The relative roles of dispersal and establishment for shaping aquatic macrophyte diversity and community structure among the inland lakes of Isle Royale National Park, Michigan, USA.
Angela DePalma-Dow, MS
Department of Fisheries and Wildlife, Michigan State University
East Lansing, MI 48823
Contact: Adepalmadow@gmail.com 530-304-1809
Adviser: Dr. Kendra S. Cheruvelil
Funding: Institute of Water Resources (IWR) at Michigan State University, MSU College of Agriculture and Natural Resources Alumni Association, MSU Department of Fisheries and Wildlife, MSU Evolution, Ecology, Behavior, and Biology Program.
For my masters research I studied the aquatic plant (herein referred to as macrophytes) diversity of the inland lakes on Isle Royale National Park. While a large body of research exists for macrophyte studies in urban or heavy-use and recreation lakes, there is limited research being conducted in relatively pristine and undisturbed lakes such as those found on Isle Royale. Isle Royale is unique in that the inland lakes are, for the most part, unaltered by man in their hydrology, surrounding land use, and their connected input/outputs meaning that the biological communities in these lakes provide a wonderful opportunity to study natural conditions. These undisturbed lakes are essential to the development of our knowledge for how lakes function because the data we collect from lakes such as these build the baseline that will be used to effectively gage changes over time.

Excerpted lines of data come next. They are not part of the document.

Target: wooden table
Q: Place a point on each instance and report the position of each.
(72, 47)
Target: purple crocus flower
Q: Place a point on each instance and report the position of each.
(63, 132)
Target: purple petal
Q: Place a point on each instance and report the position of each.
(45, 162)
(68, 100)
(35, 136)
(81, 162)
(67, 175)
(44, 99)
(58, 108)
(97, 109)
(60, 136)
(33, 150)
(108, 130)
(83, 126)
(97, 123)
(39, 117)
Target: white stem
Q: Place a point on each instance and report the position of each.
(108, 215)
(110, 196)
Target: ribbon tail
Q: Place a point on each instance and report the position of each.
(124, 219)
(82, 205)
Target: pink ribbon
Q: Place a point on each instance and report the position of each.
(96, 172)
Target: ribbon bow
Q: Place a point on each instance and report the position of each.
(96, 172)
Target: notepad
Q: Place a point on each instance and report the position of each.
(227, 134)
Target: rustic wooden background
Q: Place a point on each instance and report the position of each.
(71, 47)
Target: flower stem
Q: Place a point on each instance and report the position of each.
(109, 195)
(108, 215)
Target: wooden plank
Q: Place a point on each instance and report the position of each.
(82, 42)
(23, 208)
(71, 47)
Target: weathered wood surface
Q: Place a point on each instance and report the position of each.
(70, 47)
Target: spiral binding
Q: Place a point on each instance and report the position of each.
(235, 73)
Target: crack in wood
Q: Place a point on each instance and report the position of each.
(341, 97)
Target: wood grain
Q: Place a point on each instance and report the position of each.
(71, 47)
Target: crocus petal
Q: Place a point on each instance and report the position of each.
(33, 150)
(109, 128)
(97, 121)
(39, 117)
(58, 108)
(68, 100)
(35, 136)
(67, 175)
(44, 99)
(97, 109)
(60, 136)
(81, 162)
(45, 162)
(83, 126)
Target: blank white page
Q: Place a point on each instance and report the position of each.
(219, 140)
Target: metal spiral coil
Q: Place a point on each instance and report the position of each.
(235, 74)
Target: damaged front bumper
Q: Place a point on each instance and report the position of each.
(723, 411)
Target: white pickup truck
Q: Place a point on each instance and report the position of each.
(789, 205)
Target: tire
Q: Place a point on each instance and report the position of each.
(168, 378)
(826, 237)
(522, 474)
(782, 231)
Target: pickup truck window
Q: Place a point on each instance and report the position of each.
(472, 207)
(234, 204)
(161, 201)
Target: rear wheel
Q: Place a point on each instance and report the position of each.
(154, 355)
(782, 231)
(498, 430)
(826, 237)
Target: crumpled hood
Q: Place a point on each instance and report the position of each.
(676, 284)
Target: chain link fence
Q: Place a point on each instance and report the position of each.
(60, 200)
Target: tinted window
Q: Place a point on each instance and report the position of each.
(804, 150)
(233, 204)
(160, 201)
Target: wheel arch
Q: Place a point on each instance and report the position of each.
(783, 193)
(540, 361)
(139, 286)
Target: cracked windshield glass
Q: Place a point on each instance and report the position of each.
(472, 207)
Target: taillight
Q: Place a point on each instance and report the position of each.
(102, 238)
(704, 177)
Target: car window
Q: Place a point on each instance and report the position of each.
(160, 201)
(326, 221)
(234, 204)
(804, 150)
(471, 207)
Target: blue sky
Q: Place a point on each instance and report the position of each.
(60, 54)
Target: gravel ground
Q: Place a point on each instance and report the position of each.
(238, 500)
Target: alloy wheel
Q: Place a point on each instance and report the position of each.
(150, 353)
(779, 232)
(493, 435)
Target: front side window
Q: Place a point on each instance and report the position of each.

Aquatic plants are important to lake communities.
In general, macrophytes are very important for lake ecosystem form and function. Macrophytes consume C02 and produce oxygen, they recycle nutrients, stabilize sediments and shorelines, and provide valuable food and shelter for lake-dwelling organisms like fish, insects and even beavers! Not every lake is the same in the type and amount of macrophyte species that make up the community. For my research, I wanted to explore why some aquatic plant species are present, absent, found in abundance or rarity in some lakes and not in others. Answers to this question can help park managers and ecologists monitor changes in lake communities, such as during the introduction of an invasive species or dramatic climate shifts.